Background Variants of basal cell carcinoma (BCC) appear to behave biologically differently. Several histological patterns impact the concept of low-risk (indolent) and high-risk (aggressive) types in the head and neck. This study aims to assess the biological behavior of BCC variants by immunohistochemical expression of S100, alpha-smooth muscle actin (α-SMA), podoplanin, matrix metalloproteinase 13 (MMP-13), and human epidermal growth factor receptor 2 (HER2)neu biomarkers. Methodology A total of 65 paraffin-embedded tissue blocks of BCC of the head and neck were retrieved from the collections of the Histopathology Department of the Medical City Teaching Complex and the Ghazi Al-Harerri Hospital at the University of Baghdad’s College of Dentistry, spanning the years 2015 through 2021. S100, α-SMA, podoplanin, MMP-13, and HER2neu biomarkers were used to perform immunohistochemical analysis (Abcam). Results This study noticed different expressions of S100, α-SMA, podoplanin, MMP-13, and HER2neu between different variants. There was no immunohistochemical expression in perineural invasion with all cases of BCC variants.

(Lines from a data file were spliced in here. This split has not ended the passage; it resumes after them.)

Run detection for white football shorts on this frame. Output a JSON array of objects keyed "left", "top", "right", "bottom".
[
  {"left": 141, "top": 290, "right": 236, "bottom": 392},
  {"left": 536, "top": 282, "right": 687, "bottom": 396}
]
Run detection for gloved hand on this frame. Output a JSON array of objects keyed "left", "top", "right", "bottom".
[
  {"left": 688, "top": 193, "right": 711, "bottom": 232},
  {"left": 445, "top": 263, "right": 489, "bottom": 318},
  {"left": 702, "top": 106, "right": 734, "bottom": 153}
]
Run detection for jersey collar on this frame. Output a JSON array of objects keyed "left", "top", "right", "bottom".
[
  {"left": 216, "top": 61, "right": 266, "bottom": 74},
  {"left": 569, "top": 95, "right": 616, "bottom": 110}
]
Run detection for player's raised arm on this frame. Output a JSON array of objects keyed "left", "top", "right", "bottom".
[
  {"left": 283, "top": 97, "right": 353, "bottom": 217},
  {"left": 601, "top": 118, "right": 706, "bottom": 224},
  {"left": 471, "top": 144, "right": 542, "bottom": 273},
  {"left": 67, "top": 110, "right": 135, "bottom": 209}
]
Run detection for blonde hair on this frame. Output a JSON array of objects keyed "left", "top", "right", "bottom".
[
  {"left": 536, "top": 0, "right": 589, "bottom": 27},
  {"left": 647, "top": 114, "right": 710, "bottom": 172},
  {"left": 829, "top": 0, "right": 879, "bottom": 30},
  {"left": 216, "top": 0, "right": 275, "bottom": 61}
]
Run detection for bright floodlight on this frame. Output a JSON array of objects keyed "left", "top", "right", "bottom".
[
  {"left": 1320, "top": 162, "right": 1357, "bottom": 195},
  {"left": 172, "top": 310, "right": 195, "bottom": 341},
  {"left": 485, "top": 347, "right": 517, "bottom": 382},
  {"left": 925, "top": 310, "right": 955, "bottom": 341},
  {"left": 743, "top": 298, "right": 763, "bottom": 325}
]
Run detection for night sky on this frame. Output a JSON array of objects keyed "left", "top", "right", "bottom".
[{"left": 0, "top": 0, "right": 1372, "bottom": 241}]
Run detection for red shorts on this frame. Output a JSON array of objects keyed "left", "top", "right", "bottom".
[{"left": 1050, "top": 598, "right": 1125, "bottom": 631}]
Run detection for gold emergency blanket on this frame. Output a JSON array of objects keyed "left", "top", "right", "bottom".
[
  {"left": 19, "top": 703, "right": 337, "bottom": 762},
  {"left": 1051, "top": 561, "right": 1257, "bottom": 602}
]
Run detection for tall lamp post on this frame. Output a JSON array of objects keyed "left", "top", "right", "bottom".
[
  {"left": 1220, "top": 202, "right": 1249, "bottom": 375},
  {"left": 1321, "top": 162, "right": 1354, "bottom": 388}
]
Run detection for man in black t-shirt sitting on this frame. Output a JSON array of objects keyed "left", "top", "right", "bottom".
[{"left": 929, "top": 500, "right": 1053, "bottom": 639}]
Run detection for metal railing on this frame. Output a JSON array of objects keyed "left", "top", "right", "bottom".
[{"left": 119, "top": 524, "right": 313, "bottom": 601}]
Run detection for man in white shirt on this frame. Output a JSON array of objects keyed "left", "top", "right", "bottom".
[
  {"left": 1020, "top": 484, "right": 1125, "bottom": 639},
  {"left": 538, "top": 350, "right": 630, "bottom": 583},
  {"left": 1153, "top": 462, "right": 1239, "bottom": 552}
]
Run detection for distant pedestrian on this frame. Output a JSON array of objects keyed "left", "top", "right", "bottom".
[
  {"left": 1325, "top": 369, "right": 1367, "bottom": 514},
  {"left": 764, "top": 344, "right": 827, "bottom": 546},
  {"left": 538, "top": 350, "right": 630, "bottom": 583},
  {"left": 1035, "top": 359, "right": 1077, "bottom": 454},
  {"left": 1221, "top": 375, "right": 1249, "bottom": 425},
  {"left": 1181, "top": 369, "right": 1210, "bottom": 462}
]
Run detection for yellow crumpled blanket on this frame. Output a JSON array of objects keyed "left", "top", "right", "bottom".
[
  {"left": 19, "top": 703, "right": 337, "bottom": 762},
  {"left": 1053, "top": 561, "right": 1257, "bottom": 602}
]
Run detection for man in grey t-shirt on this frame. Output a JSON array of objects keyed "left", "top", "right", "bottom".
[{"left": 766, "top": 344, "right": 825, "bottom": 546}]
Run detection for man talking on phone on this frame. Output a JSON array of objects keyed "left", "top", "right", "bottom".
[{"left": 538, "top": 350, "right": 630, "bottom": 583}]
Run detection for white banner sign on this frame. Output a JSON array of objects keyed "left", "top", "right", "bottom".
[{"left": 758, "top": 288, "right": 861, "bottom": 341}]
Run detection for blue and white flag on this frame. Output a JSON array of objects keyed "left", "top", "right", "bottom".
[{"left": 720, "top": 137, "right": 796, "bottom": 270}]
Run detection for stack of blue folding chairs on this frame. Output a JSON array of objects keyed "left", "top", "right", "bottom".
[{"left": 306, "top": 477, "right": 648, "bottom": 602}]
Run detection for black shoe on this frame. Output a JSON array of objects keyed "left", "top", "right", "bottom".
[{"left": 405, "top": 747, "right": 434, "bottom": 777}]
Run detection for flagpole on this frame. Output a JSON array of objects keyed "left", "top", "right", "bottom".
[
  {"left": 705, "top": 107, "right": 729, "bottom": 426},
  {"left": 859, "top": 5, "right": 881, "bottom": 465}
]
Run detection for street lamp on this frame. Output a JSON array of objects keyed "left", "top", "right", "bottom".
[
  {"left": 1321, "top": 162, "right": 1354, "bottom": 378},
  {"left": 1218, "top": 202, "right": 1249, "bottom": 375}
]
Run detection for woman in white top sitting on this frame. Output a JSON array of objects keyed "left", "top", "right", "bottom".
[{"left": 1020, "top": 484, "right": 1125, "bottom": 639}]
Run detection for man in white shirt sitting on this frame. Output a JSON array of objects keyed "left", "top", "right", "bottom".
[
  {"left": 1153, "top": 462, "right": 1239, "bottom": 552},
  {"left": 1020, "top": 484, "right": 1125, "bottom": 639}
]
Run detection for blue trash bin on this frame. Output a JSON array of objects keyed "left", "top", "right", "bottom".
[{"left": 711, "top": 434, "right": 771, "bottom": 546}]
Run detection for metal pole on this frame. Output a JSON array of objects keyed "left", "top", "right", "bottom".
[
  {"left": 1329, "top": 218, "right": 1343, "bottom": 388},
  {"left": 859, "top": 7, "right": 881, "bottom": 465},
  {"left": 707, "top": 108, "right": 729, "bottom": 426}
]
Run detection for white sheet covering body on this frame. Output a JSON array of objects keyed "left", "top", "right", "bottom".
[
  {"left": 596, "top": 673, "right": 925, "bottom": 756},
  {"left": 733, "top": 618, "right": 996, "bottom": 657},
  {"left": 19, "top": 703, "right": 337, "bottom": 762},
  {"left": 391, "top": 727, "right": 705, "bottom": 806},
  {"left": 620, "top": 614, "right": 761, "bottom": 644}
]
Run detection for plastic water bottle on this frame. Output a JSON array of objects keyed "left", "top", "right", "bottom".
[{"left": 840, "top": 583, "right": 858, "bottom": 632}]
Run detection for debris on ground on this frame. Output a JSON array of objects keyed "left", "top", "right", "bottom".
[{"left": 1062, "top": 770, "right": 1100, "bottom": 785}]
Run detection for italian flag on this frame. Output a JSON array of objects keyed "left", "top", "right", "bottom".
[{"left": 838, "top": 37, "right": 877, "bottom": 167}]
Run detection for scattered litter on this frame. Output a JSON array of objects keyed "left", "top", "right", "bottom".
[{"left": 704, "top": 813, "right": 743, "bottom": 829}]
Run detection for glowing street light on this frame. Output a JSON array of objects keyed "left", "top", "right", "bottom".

The highest expression was seen in HER2neu, MMP-13, and α-SMA with aggressive histological patterns. There was no podoplanin lymphatic vessel density immunoexpressing in all variants, while tumoral podoplanin showed a significant difference in all variants. HER2neu was correlated with all other biomarkers. Conclusions HER2neu, MMP-13, and α-SMA biomarkers can be used as diagnostic markers to predict the aggressive biological behavior of BCC tumors.